Convolutional Neural Networks

tf.random.set_seed(seed)
# adding data augmentations
# i experimented a little bit with this
# things can go horrible wrong if you
# add too much :)
data_augmentation = Sequential([
RandomFlip("horizontal_and_vertical"),
RandomRotation(0.2),
# RandomZoom(0.1),
# RandomContrast(0.2),
# RandomBrightness(0.2)
])

# building the model
vgg_model_multiclass_augmentation = Sequential([
data_augmentation,
Rescaling(1./255, input_shape=(img_height, img_width, 3)),
Conv2D(16, 3, activation="relu"),
Conv2D(10, 3, activation="relu"),
MaxPool2D(pool_size=2, padding="same"),
Conv2D(16, 3, activation="relu"),
Conv2D(10, 3, activation="relu"),
MaxPool2D(2, padding="same"),
Flatten(),
Dense(len(class_names), activation="softmax")
])

# compile the model
vgg_model_multiclass_augmentation.compile(loss="categorical_crossentropy",
optimizer=Adam(learning_rate=1e-3),
metrics=["accuracy"])

# fitting the model
history_vgg_model_multiclass_augmentation = vgg_model_multiclass_augmentation.fit(
training_data_multi, epochs=25,
steps_per_epoch=len(training_data_multi),
validation_data=testing_data_multi,
validation_steps=len(testing_data_multi))

# Epoch 10/10
# 235/235 [==============================] - 23s 99ms/step - loss: 1.6899 - accuracy: 0.4245 - val_loss: 1.8349 - val_accuracy: 0.3736
fig, axes = plt.subplots(nrows=1, ncols=2, figsize=(12, 6))
pd.DataFrame(history_vgg_model_multiclass.history).plot(ax=axes[0], title="Tiny VGG (Multiclass)")
pd.DataFrame(history_vgg_model_multiclass_augmentation.history).plot(ax=axes[1], title="Augmented Tiny VGG (Multiclass)")
# this looks already alot better - but the improvement is very slow...
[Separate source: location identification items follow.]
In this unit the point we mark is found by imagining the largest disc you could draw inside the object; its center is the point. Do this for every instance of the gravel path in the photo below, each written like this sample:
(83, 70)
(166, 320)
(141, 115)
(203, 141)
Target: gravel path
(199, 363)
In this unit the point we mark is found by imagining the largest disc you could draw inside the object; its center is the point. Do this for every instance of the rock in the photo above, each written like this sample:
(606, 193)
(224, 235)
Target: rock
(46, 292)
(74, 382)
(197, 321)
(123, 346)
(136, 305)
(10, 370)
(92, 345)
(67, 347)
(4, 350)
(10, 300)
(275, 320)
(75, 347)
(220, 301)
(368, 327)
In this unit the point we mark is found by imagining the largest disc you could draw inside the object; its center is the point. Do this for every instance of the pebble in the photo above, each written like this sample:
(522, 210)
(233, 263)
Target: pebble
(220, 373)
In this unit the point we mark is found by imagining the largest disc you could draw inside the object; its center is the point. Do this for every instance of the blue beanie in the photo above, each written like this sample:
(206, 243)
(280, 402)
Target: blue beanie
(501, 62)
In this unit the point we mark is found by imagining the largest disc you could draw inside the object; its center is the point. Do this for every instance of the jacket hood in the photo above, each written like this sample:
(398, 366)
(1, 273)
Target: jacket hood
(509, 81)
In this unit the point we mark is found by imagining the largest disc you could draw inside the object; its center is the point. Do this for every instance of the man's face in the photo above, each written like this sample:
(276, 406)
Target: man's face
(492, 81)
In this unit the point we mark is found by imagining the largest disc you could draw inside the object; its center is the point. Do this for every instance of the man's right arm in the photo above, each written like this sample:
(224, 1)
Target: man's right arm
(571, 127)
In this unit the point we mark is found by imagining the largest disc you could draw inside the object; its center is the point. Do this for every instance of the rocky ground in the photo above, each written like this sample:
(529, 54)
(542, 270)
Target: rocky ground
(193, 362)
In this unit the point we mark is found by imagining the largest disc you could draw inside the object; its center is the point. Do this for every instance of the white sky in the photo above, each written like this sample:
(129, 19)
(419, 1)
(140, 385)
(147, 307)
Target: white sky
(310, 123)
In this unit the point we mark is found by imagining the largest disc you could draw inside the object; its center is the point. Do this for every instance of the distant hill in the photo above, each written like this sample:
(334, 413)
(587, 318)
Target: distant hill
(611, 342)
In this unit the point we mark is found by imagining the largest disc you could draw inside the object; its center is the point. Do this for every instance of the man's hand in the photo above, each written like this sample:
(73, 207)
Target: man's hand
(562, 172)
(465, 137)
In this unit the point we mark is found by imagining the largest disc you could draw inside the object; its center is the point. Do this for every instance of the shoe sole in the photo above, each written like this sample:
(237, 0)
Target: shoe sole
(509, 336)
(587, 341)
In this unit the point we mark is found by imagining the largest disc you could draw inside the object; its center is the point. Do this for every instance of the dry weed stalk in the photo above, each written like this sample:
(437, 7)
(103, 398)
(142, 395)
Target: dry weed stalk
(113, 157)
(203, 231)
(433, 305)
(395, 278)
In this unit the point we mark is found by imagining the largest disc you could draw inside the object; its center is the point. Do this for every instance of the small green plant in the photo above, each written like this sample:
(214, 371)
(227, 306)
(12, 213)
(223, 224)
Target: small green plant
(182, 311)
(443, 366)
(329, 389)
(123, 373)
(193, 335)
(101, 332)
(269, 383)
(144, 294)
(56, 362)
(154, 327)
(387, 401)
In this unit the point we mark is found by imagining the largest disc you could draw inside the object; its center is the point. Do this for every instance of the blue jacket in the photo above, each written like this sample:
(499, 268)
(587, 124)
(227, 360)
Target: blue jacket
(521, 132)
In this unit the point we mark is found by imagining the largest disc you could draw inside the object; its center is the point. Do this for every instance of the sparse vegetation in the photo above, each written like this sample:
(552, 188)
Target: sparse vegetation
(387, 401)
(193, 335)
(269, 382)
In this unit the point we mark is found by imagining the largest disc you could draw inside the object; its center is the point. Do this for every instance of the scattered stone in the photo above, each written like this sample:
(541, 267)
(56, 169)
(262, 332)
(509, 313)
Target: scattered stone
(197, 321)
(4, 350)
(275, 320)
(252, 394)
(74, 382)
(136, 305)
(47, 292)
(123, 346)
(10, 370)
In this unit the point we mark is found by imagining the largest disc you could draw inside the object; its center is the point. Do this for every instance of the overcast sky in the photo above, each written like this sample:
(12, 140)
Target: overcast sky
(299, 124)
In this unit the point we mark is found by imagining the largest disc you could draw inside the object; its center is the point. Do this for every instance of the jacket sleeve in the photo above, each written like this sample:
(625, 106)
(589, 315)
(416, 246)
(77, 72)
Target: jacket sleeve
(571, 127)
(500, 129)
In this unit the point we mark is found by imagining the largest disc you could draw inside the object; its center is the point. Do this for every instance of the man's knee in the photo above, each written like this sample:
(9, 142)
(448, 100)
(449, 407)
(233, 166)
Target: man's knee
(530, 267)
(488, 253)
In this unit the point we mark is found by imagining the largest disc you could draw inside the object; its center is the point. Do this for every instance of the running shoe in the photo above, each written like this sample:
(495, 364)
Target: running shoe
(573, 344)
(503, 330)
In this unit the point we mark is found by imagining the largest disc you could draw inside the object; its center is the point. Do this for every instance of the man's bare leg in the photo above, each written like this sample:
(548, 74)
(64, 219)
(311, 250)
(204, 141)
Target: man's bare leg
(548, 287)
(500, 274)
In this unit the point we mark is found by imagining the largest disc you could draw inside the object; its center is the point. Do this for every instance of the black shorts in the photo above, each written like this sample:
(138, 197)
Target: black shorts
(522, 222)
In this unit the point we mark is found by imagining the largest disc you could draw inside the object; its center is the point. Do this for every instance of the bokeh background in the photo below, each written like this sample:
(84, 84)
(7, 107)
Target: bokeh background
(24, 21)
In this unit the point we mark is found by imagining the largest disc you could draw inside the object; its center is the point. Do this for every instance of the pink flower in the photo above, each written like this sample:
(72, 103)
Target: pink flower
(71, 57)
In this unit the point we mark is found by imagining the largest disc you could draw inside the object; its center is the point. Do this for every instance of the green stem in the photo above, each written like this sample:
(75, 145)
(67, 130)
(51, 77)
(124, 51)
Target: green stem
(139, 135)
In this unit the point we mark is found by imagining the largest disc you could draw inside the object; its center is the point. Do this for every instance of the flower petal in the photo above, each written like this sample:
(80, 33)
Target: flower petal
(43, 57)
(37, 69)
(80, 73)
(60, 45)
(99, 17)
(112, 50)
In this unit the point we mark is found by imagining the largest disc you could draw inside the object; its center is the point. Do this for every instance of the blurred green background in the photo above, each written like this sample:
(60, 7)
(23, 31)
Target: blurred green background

Convolutional Neural Networks

# try adding a few more epochs to get those curves closer
history_vgg_model_multiclass_augmentation = vgg_model_multiclass_augmentation.fit(
training_data_multi, epochs=25,
steps_per_epoch=len(training_data_multi),
validation_data=testing_data_multi,
validation_steps=len(testing_data_multi))

# as expected - running the training for longer - slowly - improves the accuracy
# as well as validation accuracy for the model. The validation loss, however, remains
# stubbornly high:
# Epoch 25/25
# 235/235 [==============================] - 23s 97ms/step - loss: 1.3810 - accuracy: 0.5397 - val_loss: 1.7875 - val_accuracy: 0.4048
fig, axes = plt.subplots(nrows=1, ncols=2, figsize=(12, 6))
pd.DataFrame(history_vgg_model_multiclass.history).plot(ax=axes[0], title="Tiny VGG (Multiclass)")
pd.DataFrame(history_vgg_model_multiclass_augmentation.history).plot(ax=axes[1], title="Augmented Tiny VGG (Multiclass)")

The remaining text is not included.